[GIT PULL] perf fixes

From: Ingo Molnar
Date: Sun Aug 28 2022 - 10:36:11 EST


Linus,

Please pull the latest perf/urgent git tree from:

git://git.kernel.org/pub/scm/linux/kernel/git/tip/tip.git perf-urgent-2022-08-28

# HEAD: 11745ecfe8fea4b4a4c322967a7605d2ecbd5080 perf/x86/intel/uncore: Fix broken read_counter() for SNB IMC PMU

Misc fixes: an Arch-LBR fix, a PEBS enumeration fix, an Intel DS fix,
PEBS constraints fix on Alder Lake CPUs and an Intel uncore PMU fix.

Thanks,

Ingo

------------------>
Kan Liang (2):
perf/x86/lbr: Enable the branch type for the Arch LBR by default
perf/x86/intel: Fix pebs event constraints for ADL

Peter Zijlstra (1):
perf/x86/core: Set pebs_capable and PMU_FL_PEBS_ALL for the Baseline

Stephane Eranian (2):
perf/x86/intel/ds: Fix precise store latency handling
perf/x86/intel/uncore: Fix broken read_counter() for SNB IMC PMU


arch/x86/events/intel/core.c | 4 ----
arch/x86/events/intel/ds.c | 13 +++++++++++--
arch/x86/events/intel/lbr.c | 8 ++++++++
arch/x86/events/intel/uncore_snb.c | 18 +++++++++++++++++-
4 files changed, 36 insertions(+), 7 deletions(-)
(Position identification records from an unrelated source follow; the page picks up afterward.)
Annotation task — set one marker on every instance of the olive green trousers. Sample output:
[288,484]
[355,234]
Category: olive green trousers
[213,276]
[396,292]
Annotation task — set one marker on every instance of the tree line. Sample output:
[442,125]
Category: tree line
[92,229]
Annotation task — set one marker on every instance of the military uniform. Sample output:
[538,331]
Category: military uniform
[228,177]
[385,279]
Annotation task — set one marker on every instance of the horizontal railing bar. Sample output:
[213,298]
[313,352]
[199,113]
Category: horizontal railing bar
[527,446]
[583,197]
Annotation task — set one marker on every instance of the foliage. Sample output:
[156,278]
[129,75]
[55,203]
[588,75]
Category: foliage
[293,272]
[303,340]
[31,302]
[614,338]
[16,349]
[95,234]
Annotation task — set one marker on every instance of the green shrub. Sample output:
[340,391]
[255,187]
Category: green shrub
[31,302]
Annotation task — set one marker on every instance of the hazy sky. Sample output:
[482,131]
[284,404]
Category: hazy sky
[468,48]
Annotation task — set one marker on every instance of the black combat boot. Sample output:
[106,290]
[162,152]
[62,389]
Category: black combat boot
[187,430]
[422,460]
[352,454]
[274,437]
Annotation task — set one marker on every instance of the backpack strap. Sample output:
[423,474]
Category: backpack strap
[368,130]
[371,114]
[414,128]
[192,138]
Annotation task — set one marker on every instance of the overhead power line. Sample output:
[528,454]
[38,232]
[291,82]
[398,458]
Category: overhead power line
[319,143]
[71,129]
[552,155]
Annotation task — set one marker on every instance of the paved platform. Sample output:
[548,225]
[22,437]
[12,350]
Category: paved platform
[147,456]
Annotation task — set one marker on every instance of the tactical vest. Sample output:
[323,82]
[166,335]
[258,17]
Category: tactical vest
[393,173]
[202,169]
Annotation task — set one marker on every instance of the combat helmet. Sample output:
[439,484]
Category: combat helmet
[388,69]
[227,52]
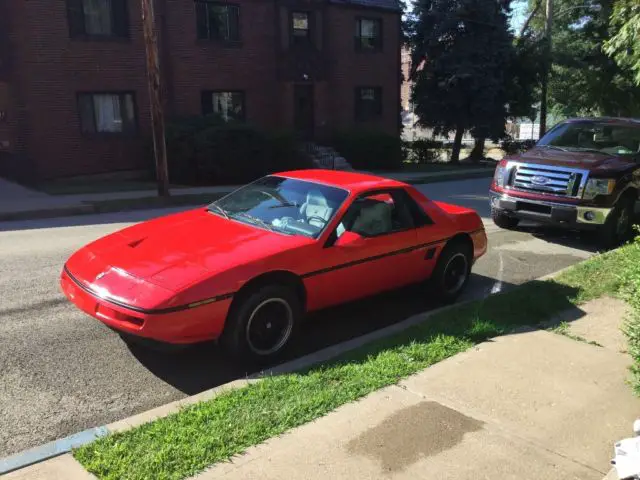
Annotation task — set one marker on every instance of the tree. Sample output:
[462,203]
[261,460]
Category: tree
[624,45]
[584,80]
[465,48]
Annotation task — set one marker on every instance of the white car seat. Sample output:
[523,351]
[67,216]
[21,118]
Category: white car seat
[373,219]
[316,205]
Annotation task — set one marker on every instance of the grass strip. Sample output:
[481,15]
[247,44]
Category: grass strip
[185,443]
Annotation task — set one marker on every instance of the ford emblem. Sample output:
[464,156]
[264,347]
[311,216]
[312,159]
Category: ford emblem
[539,180]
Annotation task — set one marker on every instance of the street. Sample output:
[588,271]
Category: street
[62,372]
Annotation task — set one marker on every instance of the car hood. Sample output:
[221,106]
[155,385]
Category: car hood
[593,162]
[177,250]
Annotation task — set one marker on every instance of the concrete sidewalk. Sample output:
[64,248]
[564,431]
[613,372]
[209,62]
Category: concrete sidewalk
[532,405]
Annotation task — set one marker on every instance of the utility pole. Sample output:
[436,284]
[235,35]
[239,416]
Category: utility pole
[547,67]
[155,96]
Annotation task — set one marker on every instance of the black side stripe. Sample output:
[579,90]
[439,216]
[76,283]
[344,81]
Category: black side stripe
[373,259]
[148,311]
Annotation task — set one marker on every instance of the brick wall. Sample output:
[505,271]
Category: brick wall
[49,69]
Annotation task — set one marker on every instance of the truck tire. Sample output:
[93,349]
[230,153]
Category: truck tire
[618,227]
[503,220]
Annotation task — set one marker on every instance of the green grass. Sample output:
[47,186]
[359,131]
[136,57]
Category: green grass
[185,443]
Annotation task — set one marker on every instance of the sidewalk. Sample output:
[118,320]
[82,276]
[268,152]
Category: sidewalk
[20,203]
[531,405]
[534,405]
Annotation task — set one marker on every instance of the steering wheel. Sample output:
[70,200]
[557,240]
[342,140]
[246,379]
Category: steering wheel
[314,217]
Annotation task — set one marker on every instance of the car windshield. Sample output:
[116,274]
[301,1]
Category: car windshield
[598,137]
[283,205]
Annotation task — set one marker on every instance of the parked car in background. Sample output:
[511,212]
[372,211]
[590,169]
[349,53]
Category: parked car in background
[245,269]
[582,174]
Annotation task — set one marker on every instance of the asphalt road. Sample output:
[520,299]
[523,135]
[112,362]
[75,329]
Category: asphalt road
[62,372]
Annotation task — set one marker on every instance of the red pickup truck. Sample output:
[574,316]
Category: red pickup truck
[583,174]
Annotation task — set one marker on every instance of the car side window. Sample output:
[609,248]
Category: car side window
[377,214]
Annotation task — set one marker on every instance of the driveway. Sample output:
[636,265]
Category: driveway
[62,372]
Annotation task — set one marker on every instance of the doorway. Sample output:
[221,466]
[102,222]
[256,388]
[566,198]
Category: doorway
[303,111]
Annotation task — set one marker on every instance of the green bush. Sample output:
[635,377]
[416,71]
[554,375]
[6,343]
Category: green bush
[369,150]
[423,150]
[511,146]
[208,150]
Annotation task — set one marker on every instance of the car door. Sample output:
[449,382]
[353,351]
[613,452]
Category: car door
[382,255]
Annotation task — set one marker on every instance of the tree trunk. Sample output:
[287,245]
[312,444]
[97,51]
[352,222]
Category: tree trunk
[477,153]
[457,143]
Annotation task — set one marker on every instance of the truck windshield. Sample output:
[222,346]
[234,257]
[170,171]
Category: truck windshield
[600,137]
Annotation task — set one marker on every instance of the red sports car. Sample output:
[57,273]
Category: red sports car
[245,269]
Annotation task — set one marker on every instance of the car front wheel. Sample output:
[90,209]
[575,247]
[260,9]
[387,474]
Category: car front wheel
[260,327]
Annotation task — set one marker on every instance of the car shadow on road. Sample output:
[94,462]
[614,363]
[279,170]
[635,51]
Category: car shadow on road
[204,366]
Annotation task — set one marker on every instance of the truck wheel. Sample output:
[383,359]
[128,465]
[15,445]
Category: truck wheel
[618,228]
[503,220]
[260,328]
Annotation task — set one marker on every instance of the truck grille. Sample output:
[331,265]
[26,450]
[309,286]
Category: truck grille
[549,180]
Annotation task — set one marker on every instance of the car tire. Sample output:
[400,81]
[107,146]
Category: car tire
[503,220]
[618,227]
[261,325]
[452,272]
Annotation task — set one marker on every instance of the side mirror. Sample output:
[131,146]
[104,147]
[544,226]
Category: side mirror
[349,240]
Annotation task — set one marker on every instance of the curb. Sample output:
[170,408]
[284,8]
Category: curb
[104,207]
[65,445]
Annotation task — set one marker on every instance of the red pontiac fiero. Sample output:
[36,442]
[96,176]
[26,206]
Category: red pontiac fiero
[245,269]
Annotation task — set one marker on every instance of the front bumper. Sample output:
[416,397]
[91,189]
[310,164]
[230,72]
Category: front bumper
[182,327]
[562,214]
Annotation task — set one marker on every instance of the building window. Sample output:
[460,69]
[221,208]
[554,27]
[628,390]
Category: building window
[98,18]
[300,33]
[218,21]
[369,34]
[368,103]
[107,112]
[228,105]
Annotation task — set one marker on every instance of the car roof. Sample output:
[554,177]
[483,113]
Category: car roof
[611,120]
[353,181]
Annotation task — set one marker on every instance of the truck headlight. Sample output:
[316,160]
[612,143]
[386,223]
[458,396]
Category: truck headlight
[500,175]
[598,186]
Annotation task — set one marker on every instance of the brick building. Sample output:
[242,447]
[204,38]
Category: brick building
[73,92]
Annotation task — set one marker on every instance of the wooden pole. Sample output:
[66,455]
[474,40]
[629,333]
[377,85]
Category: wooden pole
[547,67]
[155,96]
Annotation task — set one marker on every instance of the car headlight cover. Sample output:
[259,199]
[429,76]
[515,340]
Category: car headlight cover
[500,175]
[599,186]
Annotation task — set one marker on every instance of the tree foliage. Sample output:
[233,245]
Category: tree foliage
[624,45]
[584,80]
[466,51]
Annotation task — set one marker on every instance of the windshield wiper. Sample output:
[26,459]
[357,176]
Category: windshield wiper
[553,147]
[286,204]
[220,210]
[590,150]
[257,220]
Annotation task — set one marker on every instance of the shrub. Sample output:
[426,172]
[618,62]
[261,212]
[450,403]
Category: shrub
[511,146]
[371,150]
[206,150]
[423,150]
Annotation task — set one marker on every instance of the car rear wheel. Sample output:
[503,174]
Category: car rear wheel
[260,327]
[503,220]
[452,271]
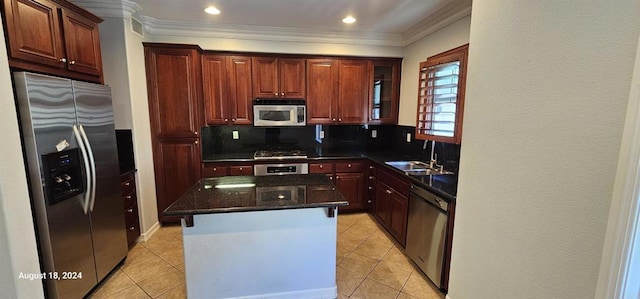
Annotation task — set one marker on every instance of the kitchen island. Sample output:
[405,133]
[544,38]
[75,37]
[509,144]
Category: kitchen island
[260,236]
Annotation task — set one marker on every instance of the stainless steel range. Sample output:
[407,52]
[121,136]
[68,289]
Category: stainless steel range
[280,168]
diff --git a/arch/x86/events/intel/core.c b/arch/x86/events/intel/core.c
index 2db93498ff71..cb98a05ee743 100644
--- a/arch/x86/events/intel/core.c
+++ b/arch/x86/events/intel/core.c
@@ -6291,10 +6291,8 @@ __init int intel_pmu_init(void)
x86_pmu.pebs_aliases = NULL;
x86_pmu.pebs_prec_dist = true;
x86_pmu.pebs_block = true;
- x86_pmu.pebs_capable = ~0ULL;
x86_pmu.flags |= PMU_FL_HAS_RSP_1;
x86_pmu.flags |= PMU_FL_NO_HT_SHARING;
- x86_pmu.flags |= PMU_FL_PEBS_ALL;
x86_pmu.flags |= PMU_FL_INSTR_LATENCY;
x86_pmu.flags |= PMU_FL_MEM_LOADS_AUX;

@@ -6337,10 +6335,8 @@ __init int intel_pmu_init(void)
x86_pmu.pebs_aliases = NULL;
x86_pmu.pebs_prec_dist = true;
x86_pmu.pebs_block = true;
- x86_pmu.pebs_capable = ~0ULL;
x86_pmu.flags |= PMU_FL_HAS_RSP_1;
x86_pmu.flags |= PMU_FL_NO_HT_SHARING;
- x86_pmu.flags |= PMU_FL_PEBS_ALL;
x86_pmu.flags |= PMU_FL_INSTR_LATENCY;
x86_pmu.flags |= PMU_FL_MEM_LOADS_AUX;
x86_pmu.lbr_pt_coexist = true;
diff --git a/arch/x86/events/intel/ds.c b/arch/x86/events/intel/ds.c
index ba60427caa6d..de1f55d51784 100644
--- a/arch/x86/events/intel/ds.c
+++ b/arch/x86/events/intel/ds.c
@@ -291,6 +291,7 @@ static u64 load_latency_data(struct perf_event *event, u64 status)
static u64 store_latency_data(struct perf_event *event, u64 status)
{
union intel_x86_pebs_dse dse;
+ union perf_mem_data_src src;
u64 val;

dse.val = status;
@@ -304,7 +305,14 @@ static u64 store_latency_data(struct perf_event *event, u64 status)

val |= P(BLK, NA);

- return val;
+ /*
+ * the pebs_data_source table is only for loads
+ * so override the mem_op to say STORE instead
+ */
+ src.val = val;
+ src.mem_op = P(OP,STORE);
+
+ return src.val;
}

struct pebs_record_core {
@@ -822,7 +830,7 @@ struct event_constraint intel_glm_pebs_event_constraints[] = {

struct event_constraint intel_grt_pebs_event_constraints[] = {
/* Allow all events as PEBS with no flags */
- INTEL_HYBRID_LAT_CONSTRAINT(0x5d0, 0xf),
+ INTEL_HYBRID_LAT_CONSTRAINT(0x5d0, 0x3),
INTEL_HYBRID_LAT_CONSTRAINT(0x6d0, 0xf),
EVENT_CONSTRAINT_END
};
@@ -2262,6 +2270,7 @@ void __init intel_ds_init(void)
PERF_SAMPLE_BRANCH_STACK |
PERF_SAMPLE_TIME;
x86_pmu.flags |= PMU_FL_PEBS_ALL;
+ x86_pmu.pebs_capable = ~0ULL;
pebs_qual = "-baseline";
x86_get_pmu(smp_processor_id())->capabilities |= PERF_PMU_CAP_EXTENDED_REGS;
} else {
diff --git a/arch/x86/events/intel/lbr.c b/arch/x86/events/intel/lbr.c
index 4f70fb6c2c1e..47fca6a7a8bc 100644
--- a/arch/x86/events/intel/lbr.c
+++ b/arch/x86/events/intel/lbr.c
@@ -1097,6 +1097,14 @@ static int intel_pmu_setup_hw_lbr_filter(struct perf_event *event)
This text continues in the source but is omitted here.